Machine learning models and methods for human gait recognition
DOI:
https://doi.org/10.15276/hait.06.2023.18Keywords:
Gait recognition, histogram of oriented gradients, haralick texture features, principal component analysis, classification, gait patterns, computer visionAbstract
The paper explores the challenge of human identification through gait recognition within biometric identification systems. It outlines the essential criteria for human biometric features, discusses primary biometric characteristics, and their application in biometric identification systems. The paper also examines the feasibility of utilizing gait as a biometric identifier, emphasizing its advantages, such as not requiring the upfront provision of personal biometric information and specialized equipment. The authors conduct an analysis of existing scientific literature in the field of gait recognition, categorizing gait recognition methods into template-based and non-template-based approaches. Throughout their research, they identify the key issues and challenges that researchers face in this domain, along with the prevailing trends in human gait recognition within biometric identification systems. Additionally, the paper introduces a method for person identification based on gait, utilizing the Histogram of Oriented Gradients and the Sum Variance Haralick texture features. It involves transforming input video into a series of images depicting the gait silhouette, creating a Gait Energy Image (GEI) by combining these gait silhouettes throughout a gait cycle, and translating the GEI into the Gait Gradient Magnitude Image (GGMI). The subsequent step involves extracting recommended gait characteristics from the GGMIs of participants included in a dataset. To preprocess the collected characteristics, Principal Component Analysis (PCA) is applied, reducing the dimensions that may negatively impact classification robustness, thereby enhancing overall performance. In the final step, a K-Nearest Neighbors (KNN) classifier is employed to categorize the characteristics obtained from a specific dataset.
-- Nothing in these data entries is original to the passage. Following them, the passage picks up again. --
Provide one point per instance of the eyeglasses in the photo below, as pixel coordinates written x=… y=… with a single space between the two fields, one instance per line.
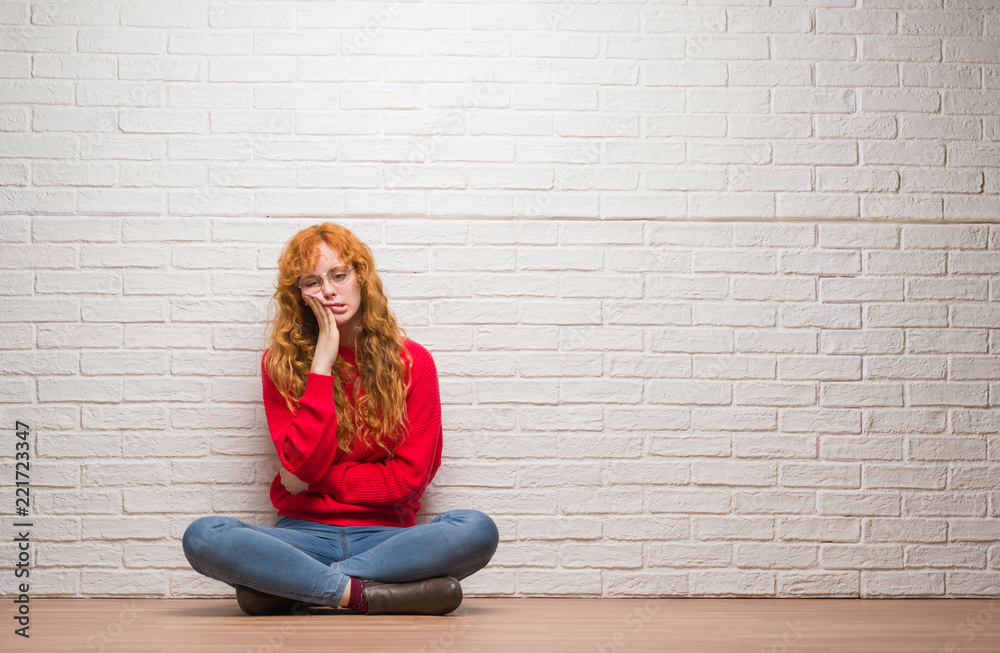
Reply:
x=312 y=284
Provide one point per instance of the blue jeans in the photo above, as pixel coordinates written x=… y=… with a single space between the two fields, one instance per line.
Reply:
x=314 y=562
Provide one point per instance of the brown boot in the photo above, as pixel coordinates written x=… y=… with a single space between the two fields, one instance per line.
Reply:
x=439 y=595
x=256 y=602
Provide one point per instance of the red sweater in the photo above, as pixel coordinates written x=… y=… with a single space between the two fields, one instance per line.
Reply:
x=363 y=487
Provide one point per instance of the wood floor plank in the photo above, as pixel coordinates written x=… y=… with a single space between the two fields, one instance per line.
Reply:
x=483 y=625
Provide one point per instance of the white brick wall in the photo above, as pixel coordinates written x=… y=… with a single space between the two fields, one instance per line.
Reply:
x=697 y=332
x=680 y=409
x=882 y=109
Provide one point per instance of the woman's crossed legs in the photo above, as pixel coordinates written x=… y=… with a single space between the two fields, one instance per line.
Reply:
x=313 y=562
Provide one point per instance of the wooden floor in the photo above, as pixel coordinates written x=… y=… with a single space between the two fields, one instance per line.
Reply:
x=549 y=625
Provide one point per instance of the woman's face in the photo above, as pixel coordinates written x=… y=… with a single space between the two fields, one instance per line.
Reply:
x=345 y=299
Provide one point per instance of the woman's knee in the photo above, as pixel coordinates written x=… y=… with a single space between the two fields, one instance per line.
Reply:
x=200 y=533
x=484 y=530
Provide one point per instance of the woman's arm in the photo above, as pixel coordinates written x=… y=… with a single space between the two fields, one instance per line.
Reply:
x=306 y=442
x=397 y=480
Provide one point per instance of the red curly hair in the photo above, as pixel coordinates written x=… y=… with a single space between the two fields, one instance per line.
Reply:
x=383 y=363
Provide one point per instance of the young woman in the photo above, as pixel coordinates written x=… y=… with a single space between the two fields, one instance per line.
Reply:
x=355 y=417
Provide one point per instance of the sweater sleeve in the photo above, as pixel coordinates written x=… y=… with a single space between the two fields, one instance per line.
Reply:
x=306 y=441
x=397 y=480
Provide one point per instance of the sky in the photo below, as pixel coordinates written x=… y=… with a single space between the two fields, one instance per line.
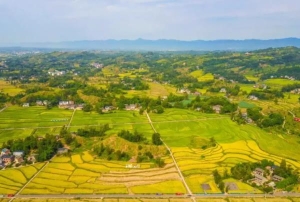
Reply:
x=26 y=21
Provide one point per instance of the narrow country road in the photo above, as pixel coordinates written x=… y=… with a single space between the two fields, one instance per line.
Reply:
x=4 y=108
x=113 y=124
x=29 y=181
x=166 y=196
x=175 y=163
x=71 y=119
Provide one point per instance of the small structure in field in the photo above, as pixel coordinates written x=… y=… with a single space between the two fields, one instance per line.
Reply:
x=25 y=104
x=217 y=108
x=62 y=150
x=132 y=107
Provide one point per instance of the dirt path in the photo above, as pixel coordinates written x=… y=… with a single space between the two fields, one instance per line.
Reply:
x=1 y=110
x=71 y=119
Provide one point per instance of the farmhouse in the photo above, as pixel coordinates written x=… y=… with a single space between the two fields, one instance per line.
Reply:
x=277 y=178
x=183 y=90
x=62 y=151
x=31 y=158
x=56 y=73
x=107 y=108
x=223 y=90
x=7 y=159
x=97 y=65
x=25 y=105
x=131 y=107
x=296 y=91
x=5 y=152
x=259 y=179
x=253 y=97
x=66 y=104
x=19 y=159
x=197 y=93
x=18 y=153
x=217 y=108
x=259 y=171
x=70 y=105
x=41 y=103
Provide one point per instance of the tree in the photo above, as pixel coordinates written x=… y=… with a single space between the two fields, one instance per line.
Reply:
x=68 y=138
x=87 y=108
x=283 y=164
x=156 y=139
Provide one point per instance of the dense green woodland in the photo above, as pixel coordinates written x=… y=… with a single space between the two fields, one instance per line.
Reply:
x=122 y=72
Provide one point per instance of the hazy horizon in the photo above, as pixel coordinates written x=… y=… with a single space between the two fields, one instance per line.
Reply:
x=40 y=21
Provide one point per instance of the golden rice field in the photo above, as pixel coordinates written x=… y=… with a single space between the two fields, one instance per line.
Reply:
x=82 y=174
x=161 y=200
x=6 y=87
x=197 y=164
x=12 y=180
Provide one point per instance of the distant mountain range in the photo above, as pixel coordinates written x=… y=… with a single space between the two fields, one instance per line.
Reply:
x=170 y=45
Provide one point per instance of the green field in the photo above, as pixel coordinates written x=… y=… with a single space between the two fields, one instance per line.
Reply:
x=12 y=180
x=180 y=130
x=23 y=117
x=279 y=82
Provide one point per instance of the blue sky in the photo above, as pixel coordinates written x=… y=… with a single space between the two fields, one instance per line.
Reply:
x=68 y=20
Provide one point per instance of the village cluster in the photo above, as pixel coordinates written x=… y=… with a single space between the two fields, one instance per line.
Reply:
x=8 y=158
x=266 y=177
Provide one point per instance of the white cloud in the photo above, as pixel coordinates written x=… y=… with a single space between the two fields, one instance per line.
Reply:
x=57 y=20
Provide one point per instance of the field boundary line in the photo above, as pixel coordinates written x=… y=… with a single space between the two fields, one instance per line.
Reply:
x=175 y=163
x=71 y=119
x=32 y=178
x=115 y=124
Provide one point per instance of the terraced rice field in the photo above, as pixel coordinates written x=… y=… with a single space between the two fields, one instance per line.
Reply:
x=235 y=144
x=6 y=87
x=80 y=174
x=24 y=117
x=12 y=180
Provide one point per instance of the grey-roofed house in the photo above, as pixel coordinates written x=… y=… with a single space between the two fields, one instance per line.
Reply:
x=260 y=179
x=277 y=178
x=7 y=159
x=18 y=153
x=259 y=171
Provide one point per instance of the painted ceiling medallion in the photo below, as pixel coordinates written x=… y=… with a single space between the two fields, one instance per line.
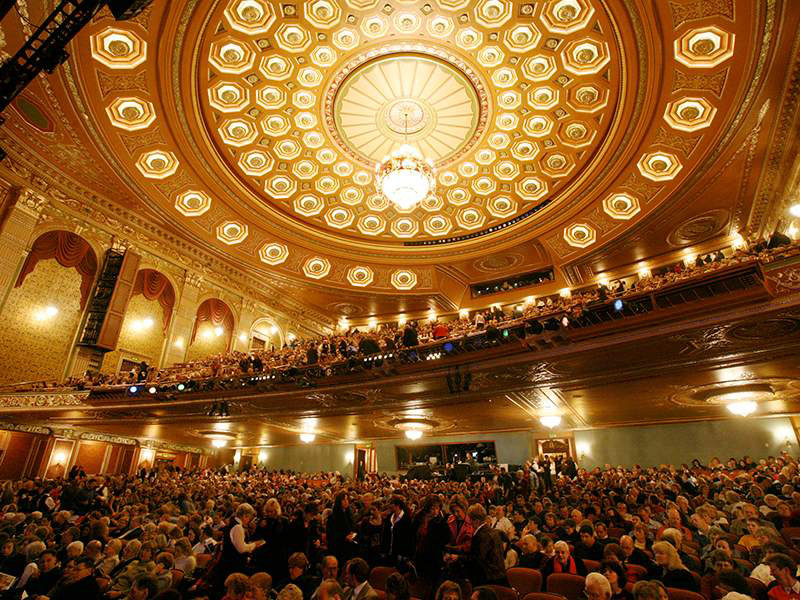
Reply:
x=430 y=99
x=405 y=178
x=302 y=101
x=404 y=279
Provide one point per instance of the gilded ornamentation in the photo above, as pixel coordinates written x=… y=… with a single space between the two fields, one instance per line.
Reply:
x=111 y=439
x=714 y=82
x=52 y=400
x=699 y=228
x=700 y=9
x=24 y=427
x=785 y=281
x=685 y=143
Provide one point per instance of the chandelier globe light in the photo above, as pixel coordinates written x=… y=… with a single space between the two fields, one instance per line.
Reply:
x=405 y=178
x=550 y=421
x=742 y=408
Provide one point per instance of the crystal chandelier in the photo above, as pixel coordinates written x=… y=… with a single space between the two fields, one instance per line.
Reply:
x=404 y=177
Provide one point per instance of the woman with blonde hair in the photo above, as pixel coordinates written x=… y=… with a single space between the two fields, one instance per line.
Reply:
x=673 y=573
The proposed novel feature vector in the paper demonstrates increased reliability and effectively captures spatial variations in gait patterns. Notably, it reduces the dimensionality of the feature vector from 3780×1 to 63×1, resulting in decreased computational complexity in the gait recognition system. Experimental evaluations on the CASIA A and CASIA B datasets reveal that the proposed approach outperforms other HOG-based methods in most scenarios, with the exception of situations involving frontal images.